1. I handed Foreign Minister3 today note verbale4 in sense of first paragraph Deptel 879, Dec 275 and in reply to Foreign Office note Dec 15 reported in mytel 1120, Dec 17.7

I inquired whether Hungarian Govt’s position as stated on Dec 15 had changed in view of announcement today that Govt has issued decree relating to expulsion of Germans from Hungary. Under this decree substantially all Hungarian Nationals who at last census declared their mother tongue to be German are subject to deportation with certain authority to make exceptions vested in a commission to be appointed by Ministry of Interior. Gyöngyösi said decision of [Page 129] Govt to increase number of Germans to be deported beyond objectionable categories previously specified was not in accordance with his own ideas but he had been overruled by Cabinet.

He said January 1941 census showed about 477,000 who had declared German to be their mother tongue. This figure compares with semiofficial estimate in local press that about 430,000 Germans would be subject to deportation under latest decree which is to be implemented by supplementary regulations not yet issued.

Gyöngyösi expressed fear Govt’s action in this matter would be bad precedent in dealing with Hungarian minority in Czechoslovakia8 apart from economic effect of loss of all Germans here and humanitarian aspects.
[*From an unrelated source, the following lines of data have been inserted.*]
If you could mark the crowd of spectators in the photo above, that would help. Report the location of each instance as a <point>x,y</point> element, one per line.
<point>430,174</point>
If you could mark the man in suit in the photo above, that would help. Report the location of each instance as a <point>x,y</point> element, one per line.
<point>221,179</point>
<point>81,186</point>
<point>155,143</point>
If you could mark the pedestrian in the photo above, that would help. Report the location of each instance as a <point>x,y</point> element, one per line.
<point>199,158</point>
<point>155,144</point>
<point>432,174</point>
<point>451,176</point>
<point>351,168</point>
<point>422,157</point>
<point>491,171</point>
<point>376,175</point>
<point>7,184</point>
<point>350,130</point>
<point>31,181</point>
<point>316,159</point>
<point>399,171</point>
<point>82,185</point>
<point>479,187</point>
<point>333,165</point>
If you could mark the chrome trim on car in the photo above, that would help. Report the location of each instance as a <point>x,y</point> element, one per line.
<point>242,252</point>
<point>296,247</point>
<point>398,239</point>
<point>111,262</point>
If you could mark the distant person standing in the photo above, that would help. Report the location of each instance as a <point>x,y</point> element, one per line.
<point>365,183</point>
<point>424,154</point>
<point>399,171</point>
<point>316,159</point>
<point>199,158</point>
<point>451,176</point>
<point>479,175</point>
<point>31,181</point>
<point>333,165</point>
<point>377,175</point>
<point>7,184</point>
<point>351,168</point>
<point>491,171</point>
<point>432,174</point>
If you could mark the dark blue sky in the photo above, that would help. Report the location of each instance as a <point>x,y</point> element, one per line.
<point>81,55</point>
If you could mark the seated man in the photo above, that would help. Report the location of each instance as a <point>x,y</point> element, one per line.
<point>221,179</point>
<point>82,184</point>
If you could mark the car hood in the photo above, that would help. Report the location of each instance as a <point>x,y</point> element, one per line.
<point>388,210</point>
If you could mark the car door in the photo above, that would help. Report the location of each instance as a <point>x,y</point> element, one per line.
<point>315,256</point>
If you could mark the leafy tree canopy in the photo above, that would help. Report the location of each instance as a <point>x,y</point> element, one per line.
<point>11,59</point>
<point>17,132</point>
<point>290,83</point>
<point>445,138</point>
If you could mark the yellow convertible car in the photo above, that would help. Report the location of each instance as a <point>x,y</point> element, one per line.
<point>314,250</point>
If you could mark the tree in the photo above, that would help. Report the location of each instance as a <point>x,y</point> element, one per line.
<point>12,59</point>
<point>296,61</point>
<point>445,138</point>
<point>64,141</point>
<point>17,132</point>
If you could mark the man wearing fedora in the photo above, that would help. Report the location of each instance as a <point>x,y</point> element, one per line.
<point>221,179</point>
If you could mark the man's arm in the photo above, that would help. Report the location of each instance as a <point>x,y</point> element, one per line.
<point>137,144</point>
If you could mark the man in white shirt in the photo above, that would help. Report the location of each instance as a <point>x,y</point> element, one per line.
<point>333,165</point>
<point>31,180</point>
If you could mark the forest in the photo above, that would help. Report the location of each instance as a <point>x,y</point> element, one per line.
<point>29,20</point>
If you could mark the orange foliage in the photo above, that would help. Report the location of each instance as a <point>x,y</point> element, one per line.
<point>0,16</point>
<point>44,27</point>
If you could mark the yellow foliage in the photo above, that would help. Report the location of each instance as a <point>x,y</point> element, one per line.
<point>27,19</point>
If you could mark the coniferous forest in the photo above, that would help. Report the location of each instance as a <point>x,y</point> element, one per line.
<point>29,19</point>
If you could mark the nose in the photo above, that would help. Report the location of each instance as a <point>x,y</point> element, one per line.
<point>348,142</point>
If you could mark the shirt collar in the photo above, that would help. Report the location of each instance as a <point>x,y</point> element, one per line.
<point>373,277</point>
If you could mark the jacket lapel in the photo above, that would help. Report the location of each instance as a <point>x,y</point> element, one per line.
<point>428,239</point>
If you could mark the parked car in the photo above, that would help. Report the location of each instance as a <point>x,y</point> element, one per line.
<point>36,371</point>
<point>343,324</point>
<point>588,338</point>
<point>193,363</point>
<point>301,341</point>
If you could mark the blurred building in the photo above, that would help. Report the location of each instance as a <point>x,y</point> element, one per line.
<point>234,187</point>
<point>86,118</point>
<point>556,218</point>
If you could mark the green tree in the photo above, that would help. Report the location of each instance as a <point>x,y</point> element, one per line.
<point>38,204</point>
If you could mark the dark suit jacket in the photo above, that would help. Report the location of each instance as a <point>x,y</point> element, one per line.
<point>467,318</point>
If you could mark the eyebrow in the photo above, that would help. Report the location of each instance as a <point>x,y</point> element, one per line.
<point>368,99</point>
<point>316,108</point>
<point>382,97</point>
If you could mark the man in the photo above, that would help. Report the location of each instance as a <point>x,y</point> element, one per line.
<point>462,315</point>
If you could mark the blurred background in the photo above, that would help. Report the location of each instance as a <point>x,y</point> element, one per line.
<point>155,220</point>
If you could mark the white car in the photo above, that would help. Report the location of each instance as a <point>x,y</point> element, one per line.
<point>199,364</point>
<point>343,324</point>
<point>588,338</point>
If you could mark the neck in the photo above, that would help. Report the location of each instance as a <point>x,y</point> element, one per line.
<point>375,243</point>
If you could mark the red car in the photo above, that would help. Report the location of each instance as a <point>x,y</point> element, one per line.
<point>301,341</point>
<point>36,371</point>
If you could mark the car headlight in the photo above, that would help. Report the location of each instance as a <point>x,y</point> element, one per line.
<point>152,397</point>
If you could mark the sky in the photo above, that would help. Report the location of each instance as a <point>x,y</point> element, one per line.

Sent Dept, repeated to Berlin as No. 1, to London as No. 1 and to Moscow as No. 1.

schoenfeld
  1. H. F. Arthur Schoenfeld headed the U.S. Mission to Hungary. On January 26, 1946, upon presentation of his credentials as Minister, the office at Budapest was changed from a Mission to a Legation.
  2. János Gyöngyösi.
  3. Not printed.
  4. Foreign Relations, 1945, vol. ii p. 1326. The telegram stated the Department’s preference that Hungary not deport all Germans from its territory.
  5. Ibid., p. 1325. The telegram reported that it was the intention of the Hungarian Government to deport only certain objectionable categories of Germans. For text of Foreign Office Note Verbale No. 139/Res/Be/1945 (transmitted to the Department as an enclosure to Despatch 775, January 2, 1946, not printed), see Stephen D. Kertesz, Diplomacy in a Whirlpool: Hungary Between Nazi Germany and Soviet Russia (Notre Dame, Indiana, University of Notre Dame Press, 1953), Document No. 11.
  6. For documentation on concern of the United States over the dispute between Hungary and Czechoslovakia regarding the exchange of populations and revision of frontiers, see vol. vi, pp. 361 ff.